Houston, Texas — The Houston Police Department released body camera footage of a deadly police shooting in southwest Houston. The shooting happened last month, in the early morning hours of May 21. The body camera footage shows 25-year-old Zaekwon Gullate approach four Houston police officers while they’re conducting a seemingly unrelated traffic stop on Bissonnet Street. At about 1:24 am HPD officers assigned to the south gestner division initiated a traffic stop in the 9400 block of bissinet. Approximately 22 minutes later while officers were interviewing the occupants of the vehicle, Zaekwon Gullate walked towards them from across the street.
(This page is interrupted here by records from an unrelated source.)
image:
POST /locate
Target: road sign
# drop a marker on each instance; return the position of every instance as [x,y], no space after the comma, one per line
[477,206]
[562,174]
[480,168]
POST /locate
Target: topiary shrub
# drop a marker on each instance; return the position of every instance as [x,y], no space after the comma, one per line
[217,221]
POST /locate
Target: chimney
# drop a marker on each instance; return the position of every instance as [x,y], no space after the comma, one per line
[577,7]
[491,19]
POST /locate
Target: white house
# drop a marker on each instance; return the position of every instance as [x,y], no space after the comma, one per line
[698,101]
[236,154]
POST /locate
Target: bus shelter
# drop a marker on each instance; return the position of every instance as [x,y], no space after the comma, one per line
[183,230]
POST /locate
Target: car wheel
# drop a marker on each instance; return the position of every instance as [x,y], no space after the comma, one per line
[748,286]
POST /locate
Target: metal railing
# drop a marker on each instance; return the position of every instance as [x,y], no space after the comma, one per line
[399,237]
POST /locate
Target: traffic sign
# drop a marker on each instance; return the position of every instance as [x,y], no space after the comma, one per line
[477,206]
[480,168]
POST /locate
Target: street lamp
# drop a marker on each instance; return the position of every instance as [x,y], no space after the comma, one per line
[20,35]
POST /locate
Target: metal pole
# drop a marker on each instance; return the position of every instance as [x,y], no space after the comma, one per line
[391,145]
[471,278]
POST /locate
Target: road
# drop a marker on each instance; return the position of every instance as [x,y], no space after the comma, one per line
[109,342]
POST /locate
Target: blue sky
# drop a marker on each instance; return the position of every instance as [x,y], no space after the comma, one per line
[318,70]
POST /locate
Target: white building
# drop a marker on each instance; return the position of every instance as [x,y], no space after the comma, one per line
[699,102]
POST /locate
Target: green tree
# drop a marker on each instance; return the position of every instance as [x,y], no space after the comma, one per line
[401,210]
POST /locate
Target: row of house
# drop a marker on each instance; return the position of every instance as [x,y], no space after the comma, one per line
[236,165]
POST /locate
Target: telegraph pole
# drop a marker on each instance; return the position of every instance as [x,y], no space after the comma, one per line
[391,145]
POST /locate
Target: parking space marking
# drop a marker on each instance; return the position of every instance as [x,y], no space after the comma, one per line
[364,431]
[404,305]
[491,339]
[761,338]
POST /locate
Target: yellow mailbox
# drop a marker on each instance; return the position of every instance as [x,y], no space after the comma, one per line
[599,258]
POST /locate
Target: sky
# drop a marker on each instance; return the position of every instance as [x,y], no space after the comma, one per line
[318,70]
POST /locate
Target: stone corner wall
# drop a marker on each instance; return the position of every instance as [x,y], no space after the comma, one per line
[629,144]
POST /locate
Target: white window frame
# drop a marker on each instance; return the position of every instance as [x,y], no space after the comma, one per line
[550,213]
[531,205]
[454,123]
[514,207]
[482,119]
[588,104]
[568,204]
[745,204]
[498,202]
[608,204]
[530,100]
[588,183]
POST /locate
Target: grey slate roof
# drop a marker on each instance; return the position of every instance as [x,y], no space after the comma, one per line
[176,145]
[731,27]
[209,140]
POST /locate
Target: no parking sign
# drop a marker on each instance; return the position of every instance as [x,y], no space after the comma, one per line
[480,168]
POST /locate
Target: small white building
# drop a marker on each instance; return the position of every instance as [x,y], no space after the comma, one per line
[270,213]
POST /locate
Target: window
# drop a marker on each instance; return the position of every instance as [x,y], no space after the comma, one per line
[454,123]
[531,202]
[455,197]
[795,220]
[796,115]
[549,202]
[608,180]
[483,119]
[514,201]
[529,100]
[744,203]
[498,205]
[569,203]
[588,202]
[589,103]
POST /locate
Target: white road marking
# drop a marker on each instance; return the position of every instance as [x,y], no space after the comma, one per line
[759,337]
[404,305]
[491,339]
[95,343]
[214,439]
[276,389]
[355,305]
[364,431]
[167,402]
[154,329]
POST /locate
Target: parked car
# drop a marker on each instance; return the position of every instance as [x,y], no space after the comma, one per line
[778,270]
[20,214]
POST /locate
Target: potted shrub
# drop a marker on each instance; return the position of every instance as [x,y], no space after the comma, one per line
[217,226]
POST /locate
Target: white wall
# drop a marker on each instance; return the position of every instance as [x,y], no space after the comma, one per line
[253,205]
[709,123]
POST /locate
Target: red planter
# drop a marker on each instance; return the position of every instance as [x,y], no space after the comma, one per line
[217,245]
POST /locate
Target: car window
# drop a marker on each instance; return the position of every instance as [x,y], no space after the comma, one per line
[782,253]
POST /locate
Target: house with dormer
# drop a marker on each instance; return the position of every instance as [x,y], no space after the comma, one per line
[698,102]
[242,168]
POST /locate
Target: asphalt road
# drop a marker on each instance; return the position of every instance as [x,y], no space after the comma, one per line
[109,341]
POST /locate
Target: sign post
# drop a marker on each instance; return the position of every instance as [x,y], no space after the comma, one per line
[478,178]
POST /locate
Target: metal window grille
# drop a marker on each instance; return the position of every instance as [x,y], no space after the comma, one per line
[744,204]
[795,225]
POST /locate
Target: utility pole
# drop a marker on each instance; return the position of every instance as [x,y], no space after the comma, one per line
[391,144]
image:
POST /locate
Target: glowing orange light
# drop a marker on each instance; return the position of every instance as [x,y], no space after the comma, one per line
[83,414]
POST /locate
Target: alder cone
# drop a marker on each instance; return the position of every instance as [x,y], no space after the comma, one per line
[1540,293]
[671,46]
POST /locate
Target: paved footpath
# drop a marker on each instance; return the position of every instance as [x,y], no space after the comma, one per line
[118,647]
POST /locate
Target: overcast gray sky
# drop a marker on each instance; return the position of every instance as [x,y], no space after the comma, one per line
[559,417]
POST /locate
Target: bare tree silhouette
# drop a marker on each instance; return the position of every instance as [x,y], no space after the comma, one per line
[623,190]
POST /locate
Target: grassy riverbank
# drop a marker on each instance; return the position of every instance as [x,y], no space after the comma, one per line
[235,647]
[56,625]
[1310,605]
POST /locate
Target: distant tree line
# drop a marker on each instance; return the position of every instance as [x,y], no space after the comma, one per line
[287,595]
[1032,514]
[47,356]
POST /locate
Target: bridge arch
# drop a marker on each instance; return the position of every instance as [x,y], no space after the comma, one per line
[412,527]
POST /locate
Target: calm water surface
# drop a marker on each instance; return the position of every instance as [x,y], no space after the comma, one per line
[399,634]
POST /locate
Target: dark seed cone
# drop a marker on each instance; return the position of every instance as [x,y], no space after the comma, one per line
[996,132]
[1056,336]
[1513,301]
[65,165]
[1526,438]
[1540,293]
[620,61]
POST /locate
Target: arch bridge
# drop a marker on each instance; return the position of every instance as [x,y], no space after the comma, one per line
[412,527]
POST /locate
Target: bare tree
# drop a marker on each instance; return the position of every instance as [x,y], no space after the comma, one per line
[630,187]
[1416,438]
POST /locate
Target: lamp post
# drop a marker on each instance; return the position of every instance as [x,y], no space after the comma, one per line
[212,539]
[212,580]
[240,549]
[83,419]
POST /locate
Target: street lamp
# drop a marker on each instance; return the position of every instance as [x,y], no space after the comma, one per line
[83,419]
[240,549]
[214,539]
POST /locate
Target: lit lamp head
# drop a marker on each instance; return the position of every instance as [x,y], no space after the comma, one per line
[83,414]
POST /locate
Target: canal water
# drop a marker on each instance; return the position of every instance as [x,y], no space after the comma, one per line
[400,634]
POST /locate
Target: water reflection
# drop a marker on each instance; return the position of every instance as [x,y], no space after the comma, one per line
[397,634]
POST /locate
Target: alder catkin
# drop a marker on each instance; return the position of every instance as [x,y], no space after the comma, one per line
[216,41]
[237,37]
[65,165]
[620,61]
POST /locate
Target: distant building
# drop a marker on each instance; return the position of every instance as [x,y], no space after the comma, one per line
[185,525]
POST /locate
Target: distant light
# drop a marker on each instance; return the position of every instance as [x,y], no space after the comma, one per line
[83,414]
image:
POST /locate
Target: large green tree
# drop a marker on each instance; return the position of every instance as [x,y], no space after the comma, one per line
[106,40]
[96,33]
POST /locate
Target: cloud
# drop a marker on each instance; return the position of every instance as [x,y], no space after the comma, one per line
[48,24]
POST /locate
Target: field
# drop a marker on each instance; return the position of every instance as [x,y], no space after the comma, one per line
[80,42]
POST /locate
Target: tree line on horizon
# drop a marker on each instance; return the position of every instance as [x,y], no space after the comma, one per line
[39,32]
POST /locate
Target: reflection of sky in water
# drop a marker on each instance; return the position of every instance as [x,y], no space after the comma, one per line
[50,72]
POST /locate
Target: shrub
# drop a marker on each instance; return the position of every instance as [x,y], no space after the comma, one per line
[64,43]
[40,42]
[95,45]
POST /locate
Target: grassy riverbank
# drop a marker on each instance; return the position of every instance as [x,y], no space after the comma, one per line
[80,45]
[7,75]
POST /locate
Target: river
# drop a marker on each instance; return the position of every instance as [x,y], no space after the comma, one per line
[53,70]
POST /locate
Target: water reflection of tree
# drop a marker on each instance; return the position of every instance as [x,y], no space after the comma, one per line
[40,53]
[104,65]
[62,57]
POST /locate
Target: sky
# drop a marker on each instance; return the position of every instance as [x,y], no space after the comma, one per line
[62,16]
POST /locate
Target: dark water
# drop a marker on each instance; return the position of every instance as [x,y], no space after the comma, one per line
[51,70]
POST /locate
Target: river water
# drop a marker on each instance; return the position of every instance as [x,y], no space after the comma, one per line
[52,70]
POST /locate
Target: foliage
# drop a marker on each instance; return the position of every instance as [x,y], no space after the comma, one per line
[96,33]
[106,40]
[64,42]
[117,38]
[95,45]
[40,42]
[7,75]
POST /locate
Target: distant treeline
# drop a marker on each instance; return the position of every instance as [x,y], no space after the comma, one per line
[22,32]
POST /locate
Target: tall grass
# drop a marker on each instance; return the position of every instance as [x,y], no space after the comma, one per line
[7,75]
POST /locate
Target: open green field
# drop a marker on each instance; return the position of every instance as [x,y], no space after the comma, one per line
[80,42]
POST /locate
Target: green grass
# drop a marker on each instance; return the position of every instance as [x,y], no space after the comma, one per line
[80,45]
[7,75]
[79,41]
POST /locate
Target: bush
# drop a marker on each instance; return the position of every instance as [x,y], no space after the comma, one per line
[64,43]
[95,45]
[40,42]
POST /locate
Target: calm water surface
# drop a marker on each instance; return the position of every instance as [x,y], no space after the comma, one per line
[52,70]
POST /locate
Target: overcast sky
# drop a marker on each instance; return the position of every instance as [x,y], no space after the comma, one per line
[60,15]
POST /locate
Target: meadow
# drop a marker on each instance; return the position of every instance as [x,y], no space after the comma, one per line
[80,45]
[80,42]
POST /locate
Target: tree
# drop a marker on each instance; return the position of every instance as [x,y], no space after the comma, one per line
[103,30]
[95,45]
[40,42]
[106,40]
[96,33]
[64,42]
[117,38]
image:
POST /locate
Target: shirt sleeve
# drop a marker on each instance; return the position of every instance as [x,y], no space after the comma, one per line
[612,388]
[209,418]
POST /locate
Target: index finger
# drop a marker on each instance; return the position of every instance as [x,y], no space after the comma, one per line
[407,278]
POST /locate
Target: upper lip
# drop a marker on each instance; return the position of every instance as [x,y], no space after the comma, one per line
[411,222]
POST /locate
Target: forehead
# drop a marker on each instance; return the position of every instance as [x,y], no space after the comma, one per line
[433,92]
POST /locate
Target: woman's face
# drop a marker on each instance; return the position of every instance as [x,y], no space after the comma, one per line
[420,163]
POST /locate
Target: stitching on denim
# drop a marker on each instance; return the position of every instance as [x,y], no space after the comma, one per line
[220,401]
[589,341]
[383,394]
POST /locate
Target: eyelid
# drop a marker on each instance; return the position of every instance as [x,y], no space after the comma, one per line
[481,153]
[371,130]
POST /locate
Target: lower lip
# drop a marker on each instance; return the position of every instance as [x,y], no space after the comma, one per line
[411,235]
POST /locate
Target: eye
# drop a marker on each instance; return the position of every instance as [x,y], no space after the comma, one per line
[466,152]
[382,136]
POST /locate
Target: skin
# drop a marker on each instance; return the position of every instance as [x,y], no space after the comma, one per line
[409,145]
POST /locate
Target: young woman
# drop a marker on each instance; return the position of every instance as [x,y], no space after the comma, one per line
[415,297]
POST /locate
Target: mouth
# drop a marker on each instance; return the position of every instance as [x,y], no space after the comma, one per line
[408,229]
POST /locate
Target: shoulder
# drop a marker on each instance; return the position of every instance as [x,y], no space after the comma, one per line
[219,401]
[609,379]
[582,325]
Sergeant Ricardo Rivera walked towards Gullate and asked "do you know them?, do you need something?". Gullate continued to approach the officers with his hands in his pockets and said "shoot me". Sergeant Rivera asked Gullate "why are you saying that?". Sergeant Rivera drew his gun and gave Gullate verbal commands to show his hands. Sergeant Rivera told Gullate to put the gun down. Other officers on the scene of the traffic stop, also gave commands to drop the gun. Gullate pointed the gun at the officers and fired. Sergeant Rivera, Officer Colby Smajstrla, Officer Ricky Mclemore and Officer Moises Alfaro discharged their duty weapons. Officers rendered first aid until Houston Fire Department paramedics arrived and transported Gullate to the Hospital, where he was pronounced deceased. A gun and a spent ammunition casing were located next to Gullate.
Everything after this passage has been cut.